In January, “Hidden Figures,” a film that tells the story of the African-American women working at NASA who helped launch astronaut John Glenn into orbit, premiered in theaters nationally. While the storyline took place at the Langley Research Center in Hampton, Virginia, in the 1960s, the movie was filmed in Georgia, with many of the scenes shot at Marietta’s very own Lockheed Martin and Clay National Guard Center.

According to a short documentary about filming in Georgia produced by the state’s economic development department, the director, executive producer and production designer all fell in love with the area when deciding where to shoot the movie. “Tax incentive aside, I can’t imagine shooting this film anywhere but Georgia. It was like the most remarkable place to work. The people are amazing and friendly. The crew is fantastic and kind and very professional and knows what they are doing, and the locations are like staggering,” Melfi said. “The town, the city and the state opens its arms to you and embraces you and they want you there and you feel needed.”

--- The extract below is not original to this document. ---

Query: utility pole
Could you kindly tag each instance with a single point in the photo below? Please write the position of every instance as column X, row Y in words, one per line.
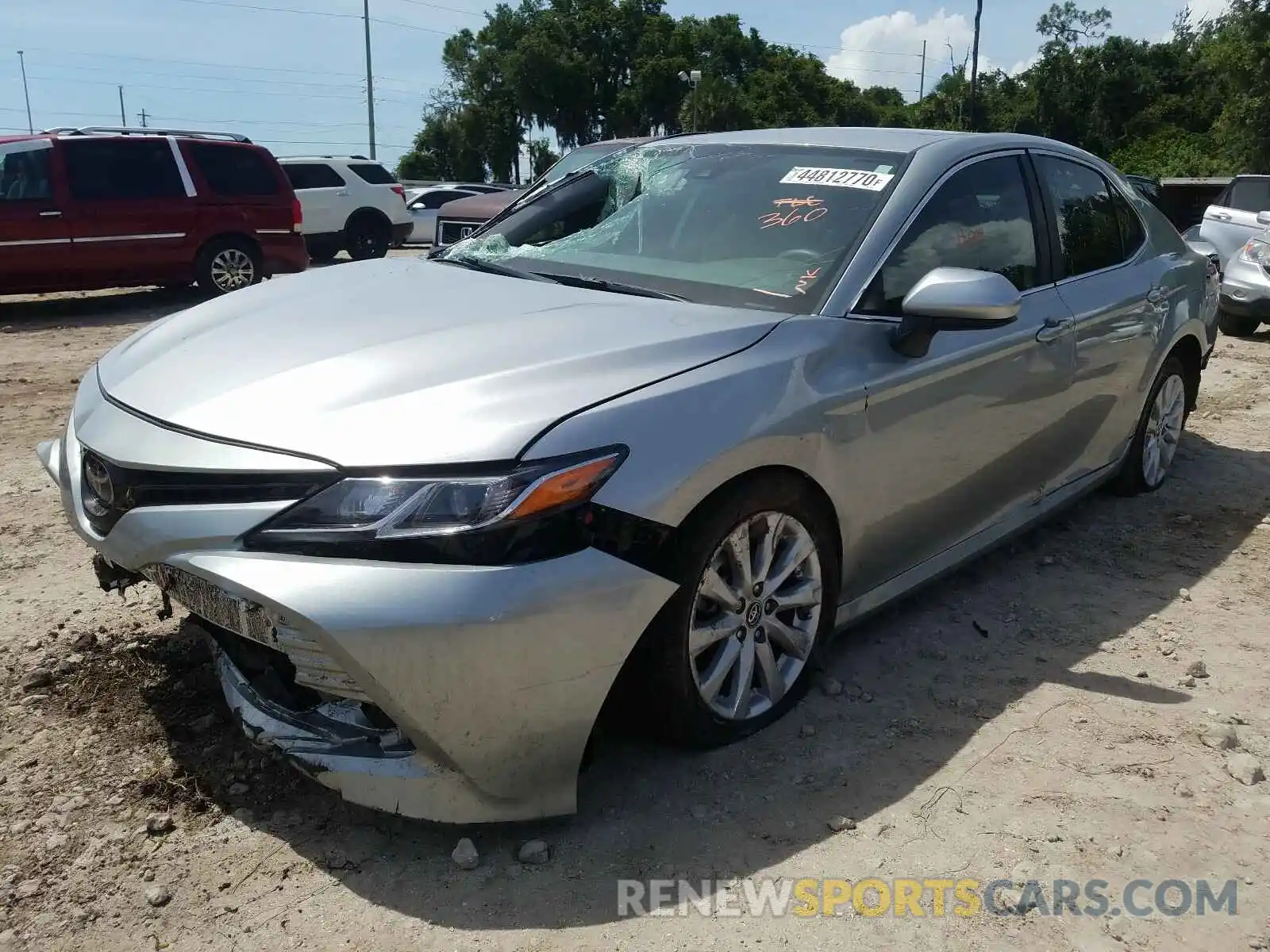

Melfi added that because of the wide range of well-preserved historic buildings throughout the state, he was able to easily recreate the look and feel of the ‘60s: “It’s just like a perfect place to shoot. … Lockheed Martin was incredible for us. We met great people there and they were just so supportive of the field.”

“Lockheed [Martin] has a wind tunnel that’s the same time period as the wind tunnel that was at Langley [Research Center] at the time, and that wind tunnel is no longer there. In fact, I think there are less than 10 wind tunnels like it in the country now and I think this is the only one we could have shot at,” said Executive Producer Kevin Halloran.

At Clay National Guard, the hangar was one of very few period correct hangars big enough to show the training of the astronauts in the film. “[It] was an opportunity for us to recreate a moment that really did happen. We recreated a press conference that happened in real time,” said Production Designer Wynn Thomas.

Other Georgia filming locations included Madison, Monroe, Morehouse College, Columbus, Canton, South Broad Street in downtown Atlanta and Fort McPherson.

You and I know just how great Georgia is — the historical uniqueness of the area, landscapes and friendly people. But to have some of Hollywood’s finest pick Georgia as “the place” to film a movie that is being recognized by more than a dozen awards organizations, including the Oscars, Golden Globes and Screen Actors Guild, really speaks to what we are doing here. I’m incredibly proud that Cobb County locations like Lockheed Martin and Clay National Guard are in the national spotlight and I hope that this opportunity opens doors for more chances to bring the West Coast our way, highlighting the rich history, as well as the exciting new developments we have here.